Marcin Kwaśny nawrócił się po tym, jak sława całkowicie go pochłonęła. Po premierze "Rezerwatu" zaczął dużo imprezować, a w następstwie uzależnił się od alkoholu i seksu. Nagle w jego życiu nastąpił kryzys i po 20 latach życia w niewierze zwrócił się do Boga. Od tego czasu jest blisko związany z religią i czuje, że dobre rzeczy, które go spotykają, zawdzięcza sile wyższej.

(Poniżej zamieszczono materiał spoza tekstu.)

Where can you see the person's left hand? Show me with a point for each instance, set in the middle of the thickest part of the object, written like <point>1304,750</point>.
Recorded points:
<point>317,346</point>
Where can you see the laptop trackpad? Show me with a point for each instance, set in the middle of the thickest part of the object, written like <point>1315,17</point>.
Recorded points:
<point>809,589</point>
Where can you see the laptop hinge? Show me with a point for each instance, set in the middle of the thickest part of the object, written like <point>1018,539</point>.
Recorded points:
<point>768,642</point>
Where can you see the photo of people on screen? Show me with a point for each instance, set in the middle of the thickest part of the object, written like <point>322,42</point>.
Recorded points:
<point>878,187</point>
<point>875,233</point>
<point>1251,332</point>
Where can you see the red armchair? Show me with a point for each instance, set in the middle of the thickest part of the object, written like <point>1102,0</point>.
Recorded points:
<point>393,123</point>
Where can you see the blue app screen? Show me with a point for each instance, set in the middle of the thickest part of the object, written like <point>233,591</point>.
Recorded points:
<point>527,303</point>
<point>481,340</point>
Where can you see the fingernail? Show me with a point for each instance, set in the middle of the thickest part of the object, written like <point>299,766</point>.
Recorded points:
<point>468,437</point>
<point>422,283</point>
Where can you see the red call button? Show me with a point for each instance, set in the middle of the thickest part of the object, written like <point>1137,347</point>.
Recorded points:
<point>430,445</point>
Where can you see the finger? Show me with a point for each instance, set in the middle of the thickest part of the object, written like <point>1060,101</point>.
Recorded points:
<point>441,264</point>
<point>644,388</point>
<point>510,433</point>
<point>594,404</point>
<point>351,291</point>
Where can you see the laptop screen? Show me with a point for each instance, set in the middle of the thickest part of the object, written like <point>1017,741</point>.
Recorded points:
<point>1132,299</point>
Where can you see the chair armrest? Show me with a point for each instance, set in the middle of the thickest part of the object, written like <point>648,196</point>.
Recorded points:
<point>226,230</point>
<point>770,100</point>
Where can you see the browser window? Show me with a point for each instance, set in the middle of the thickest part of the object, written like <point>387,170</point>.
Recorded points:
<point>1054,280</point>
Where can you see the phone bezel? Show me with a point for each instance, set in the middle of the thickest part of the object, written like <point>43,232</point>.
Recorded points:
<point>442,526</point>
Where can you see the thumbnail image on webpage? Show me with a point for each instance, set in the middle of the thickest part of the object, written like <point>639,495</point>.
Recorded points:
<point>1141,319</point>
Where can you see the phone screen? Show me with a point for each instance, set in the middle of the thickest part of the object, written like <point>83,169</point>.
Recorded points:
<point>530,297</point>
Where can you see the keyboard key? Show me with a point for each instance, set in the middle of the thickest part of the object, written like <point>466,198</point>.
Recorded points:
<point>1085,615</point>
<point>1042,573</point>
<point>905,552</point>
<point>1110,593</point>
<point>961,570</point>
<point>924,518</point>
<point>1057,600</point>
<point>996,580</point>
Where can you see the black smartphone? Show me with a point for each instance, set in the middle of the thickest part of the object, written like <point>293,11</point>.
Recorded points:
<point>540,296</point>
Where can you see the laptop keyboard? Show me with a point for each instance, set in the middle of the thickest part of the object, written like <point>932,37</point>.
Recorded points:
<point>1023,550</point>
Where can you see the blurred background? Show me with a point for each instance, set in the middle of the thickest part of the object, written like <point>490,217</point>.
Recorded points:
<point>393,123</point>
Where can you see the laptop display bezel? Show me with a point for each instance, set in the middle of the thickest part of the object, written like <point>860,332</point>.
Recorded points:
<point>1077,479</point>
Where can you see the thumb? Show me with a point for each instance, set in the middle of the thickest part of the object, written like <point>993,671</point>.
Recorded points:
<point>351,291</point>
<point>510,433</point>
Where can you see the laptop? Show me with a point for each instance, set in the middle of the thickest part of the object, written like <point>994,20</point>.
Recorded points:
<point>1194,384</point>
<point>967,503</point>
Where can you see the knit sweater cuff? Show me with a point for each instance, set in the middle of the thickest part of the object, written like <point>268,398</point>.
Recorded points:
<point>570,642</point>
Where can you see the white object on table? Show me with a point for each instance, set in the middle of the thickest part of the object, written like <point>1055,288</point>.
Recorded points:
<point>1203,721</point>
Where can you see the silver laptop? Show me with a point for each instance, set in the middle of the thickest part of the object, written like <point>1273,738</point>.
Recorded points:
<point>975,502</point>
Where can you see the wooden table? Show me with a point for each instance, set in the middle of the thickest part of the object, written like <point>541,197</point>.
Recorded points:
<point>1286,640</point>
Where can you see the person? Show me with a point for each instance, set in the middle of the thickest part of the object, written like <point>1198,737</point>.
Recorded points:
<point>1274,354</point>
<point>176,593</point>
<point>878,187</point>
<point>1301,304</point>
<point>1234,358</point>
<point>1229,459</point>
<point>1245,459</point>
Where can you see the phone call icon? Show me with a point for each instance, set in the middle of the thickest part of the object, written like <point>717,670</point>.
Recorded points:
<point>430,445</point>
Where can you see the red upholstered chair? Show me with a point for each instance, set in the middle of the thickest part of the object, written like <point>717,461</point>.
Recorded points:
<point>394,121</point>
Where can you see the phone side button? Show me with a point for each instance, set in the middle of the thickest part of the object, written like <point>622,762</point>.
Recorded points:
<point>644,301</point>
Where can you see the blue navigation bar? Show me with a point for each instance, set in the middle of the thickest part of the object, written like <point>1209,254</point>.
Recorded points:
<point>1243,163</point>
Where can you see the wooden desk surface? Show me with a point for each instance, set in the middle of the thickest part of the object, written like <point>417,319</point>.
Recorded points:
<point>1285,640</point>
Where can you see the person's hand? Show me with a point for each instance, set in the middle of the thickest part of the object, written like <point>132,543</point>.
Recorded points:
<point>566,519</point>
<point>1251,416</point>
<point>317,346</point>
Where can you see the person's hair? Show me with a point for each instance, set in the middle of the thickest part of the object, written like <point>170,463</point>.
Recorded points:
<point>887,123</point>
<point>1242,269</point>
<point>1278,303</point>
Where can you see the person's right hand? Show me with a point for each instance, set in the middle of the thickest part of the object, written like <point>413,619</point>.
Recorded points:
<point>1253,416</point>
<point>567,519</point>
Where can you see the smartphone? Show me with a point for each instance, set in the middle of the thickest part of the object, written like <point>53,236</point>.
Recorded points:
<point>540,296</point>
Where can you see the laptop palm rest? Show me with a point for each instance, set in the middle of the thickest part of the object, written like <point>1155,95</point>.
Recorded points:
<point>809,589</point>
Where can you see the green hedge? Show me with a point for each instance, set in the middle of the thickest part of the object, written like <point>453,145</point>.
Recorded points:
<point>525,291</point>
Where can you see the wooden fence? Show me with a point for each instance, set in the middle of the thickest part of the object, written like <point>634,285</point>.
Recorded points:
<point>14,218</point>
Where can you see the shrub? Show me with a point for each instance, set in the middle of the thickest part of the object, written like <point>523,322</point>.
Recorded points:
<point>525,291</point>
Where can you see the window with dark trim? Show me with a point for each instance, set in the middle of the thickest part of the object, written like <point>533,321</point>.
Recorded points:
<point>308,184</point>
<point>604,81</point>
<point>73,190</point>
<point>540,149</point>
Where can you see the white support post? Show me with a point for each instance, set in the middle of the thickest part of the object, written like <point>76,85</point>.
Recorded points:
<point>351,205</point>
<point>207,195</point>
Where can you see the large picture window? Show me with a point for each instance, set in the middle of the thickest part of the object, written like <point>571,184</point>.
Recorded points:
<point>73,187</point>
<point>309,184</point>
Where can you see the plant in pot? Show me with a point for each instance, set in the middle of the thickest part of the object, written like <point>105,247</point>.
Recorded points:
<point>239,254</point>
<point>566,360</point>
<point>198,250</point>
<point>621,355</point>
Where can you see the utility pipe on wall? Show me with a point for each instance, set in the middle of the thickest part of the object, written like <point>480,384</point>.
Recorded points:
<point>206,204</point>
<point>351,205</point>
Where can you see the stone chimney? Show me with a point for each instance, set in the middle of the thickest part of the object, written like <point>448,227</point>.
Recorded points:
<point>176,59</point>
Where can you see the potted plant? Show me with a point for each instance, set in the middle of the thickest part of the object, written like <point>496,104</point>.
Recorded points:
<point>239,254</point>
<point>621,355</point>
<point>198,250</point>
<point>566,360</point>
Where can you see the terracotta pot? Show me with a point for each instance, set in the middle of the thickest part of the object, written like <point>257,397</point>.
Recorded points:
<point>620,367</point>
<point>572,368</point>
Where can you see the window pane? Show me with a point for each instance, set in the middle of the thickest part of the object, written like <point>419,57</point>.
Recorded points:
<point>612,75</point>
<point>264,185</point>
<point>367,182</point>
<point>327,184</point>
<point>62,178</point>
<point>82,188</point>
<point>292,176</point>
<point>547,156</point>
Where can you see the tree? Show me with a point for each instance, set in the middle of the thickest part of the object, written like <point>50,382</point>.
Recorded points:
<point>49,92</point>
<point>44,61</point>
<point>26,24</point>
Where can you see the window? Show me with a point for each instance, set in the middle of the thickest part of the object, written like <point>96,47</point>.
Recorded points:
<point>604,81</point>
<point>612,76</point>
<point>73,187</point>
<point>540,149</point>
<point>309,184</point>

Marcin Kwaśny przez lata zmagał się z problemami nie tylko na tle emocjonalnym, ale i finansowym. Mimo że zawodowo starał się piąć coraz wyżej i nagrał nawet własny krótkometrażowy film "Spowiedź", zabrakło mu jednak funduszy na zakończenie projektu, a dokładniej 50 tysięcy złotych i wtedy postawił wszystko na jedną kartę. Zwrócił się do Boga o pomoc, na którą nie musiał długo czekać.
Wtedy zwróciłem się do świętego o pomoc. No i proszę uwierzyć, trzy dni później miałem pieniądze na koncie. Udało się je zdobyć. To realny dowód jego wszechistnienia - mówił Marcin Kwaśny w rozmowie z "Dobrym Tygodniem".
Marcin Kwaśny przez 12 lat był związany z Dianą Kołakowską. Para ostatecznie rozstała się w 2020 roku, jednak aktor nie musiał czekać długo, aby odnaleźć szczęście u boku innej kobiety. Już rok później do mediów trafiły zdjęcia ze ślubu. Przypominamy, że miał on sobie wymodlić unieważnienie poprzedniego małżeństwa, o czym opowiadał wywiadach, aby móc ponownie stanąć na ślubnym kobiercu. Małżeństwo doczekało się syna. Stefan natychmiast stał się ich oczkiem w głowie. Oprócz tego zakochanych łączy pasja do jazdy konnej i podejście do tematu wiary. Żona aktora chętnie publikuje w mediach społecznościowych kadry z ich domu, na których możemy zobaczyć religijne obrazy.